Linguistic Bias in ChatGPT: Language Models Reinforce Dialect Discrimination
Eve Fleisig, Genevieve Smith, Madeline Bossi, Ishita Rustagi, Xavier Yin, Dan Klein
TL;DR
The paper investigates linguistic bias in ChatGPT across ten English dialects, revealing that standard varieties (SAE/SBE) are treated as the default and minoritized varieties face harms such as stereotyping, demeaning content, and reduced comprehension. Using a two-study design, it analyzes linguistic feature retention in default model outputs and conducts native-speaker evaluations, including scenarios where the model imitates input dialects. Findings show GPT-3.5 retains SAE/SBE features at high rates, while minoritized varieties see far lower feature retention; native speakers report harms that intensify when models imitate dialects, with GPT-4 improving some dimensions but increasing stereotyping. The work highlights potential perpetuation of linguistic discrimination in widely used language models and underscores the need for mitigation to improve accessibility and equity for speakers of minoritized dialects.
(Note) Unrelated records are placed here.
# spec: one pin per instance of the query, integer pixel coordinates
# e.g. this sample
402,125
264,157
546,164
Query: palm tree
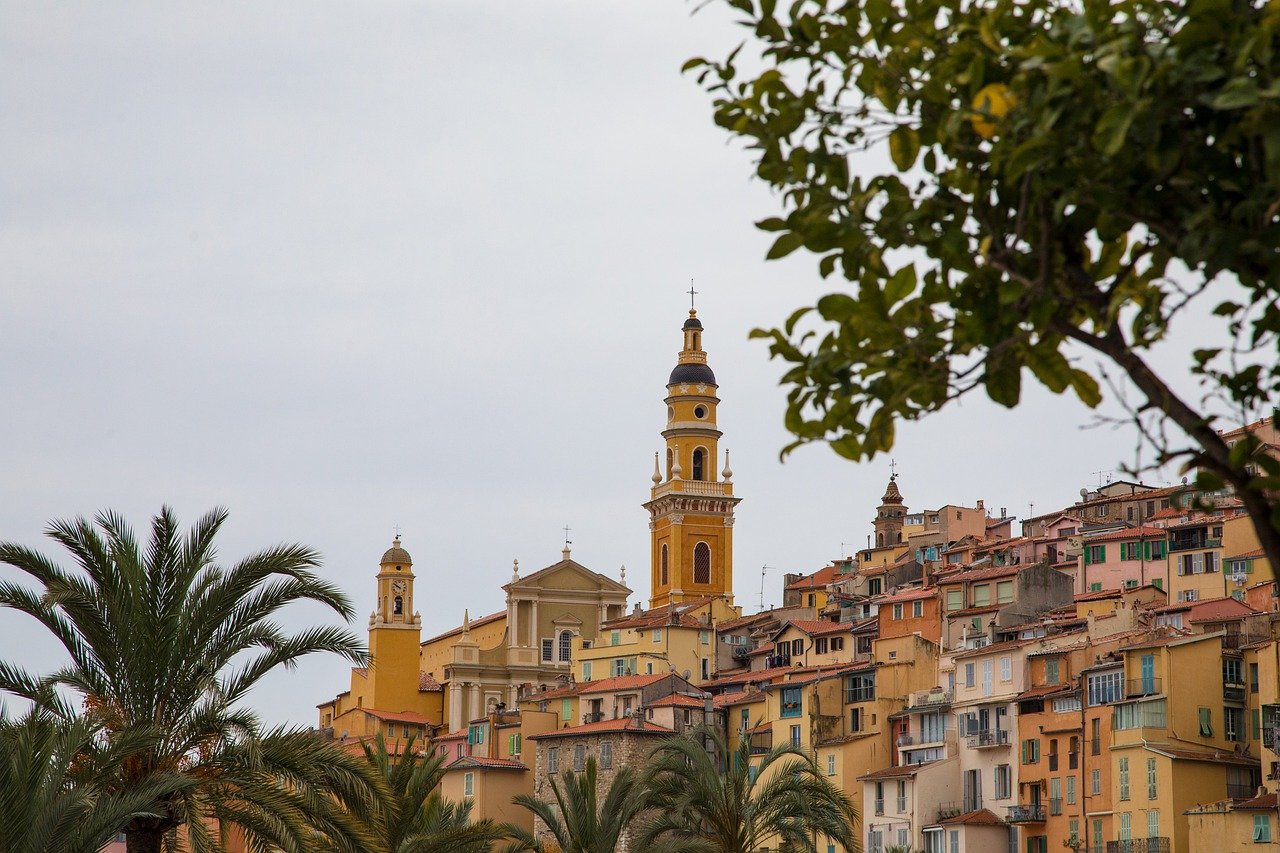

It also outlines limitations related to data sources, sampling, and ethics, pointing to avenues for broader linguistic evaluation and bias reduction in future work.
Abstract
We present a large-scale study of linguistic bias exhibited by ChatGPT covering ten dialects of English (Standard American English, Standard British English, and eight widely spoken non-"standard" varieties from around the world). We prompted GPT-3.5 Turbo and GPT-4 with text by native speakers of each variety and analyzed the responses via detailed linguistic feature annotation and native speaker evaluation. We find that the models default to "standard" varieties of English; based on evaluation by native speakers, we also find that model responses to non-"standard" varieties consistently exhibit a range of issues: stereotyping (19% worse than for "standard" varieties), demeaning content (25% worse), lack of comprehension (9% worse), and condescending responses (15% worse). We also find that if these models are asked to imitate the writing style of prompts in non-"standard" varieties, they produce text that exhibits lower comprehension of the input and is especially prone to stereotyping. GPT-4 improves on GPT-3.5 in terms of comprehension, warmth, and friendliness, but also exhibits a marked increase in stereotyping (+18%). The results indicate that GPT-3.5 Turbo and GPT-4 can perpetuate linguistic discrimination toward speakers of non-"standard" varieties.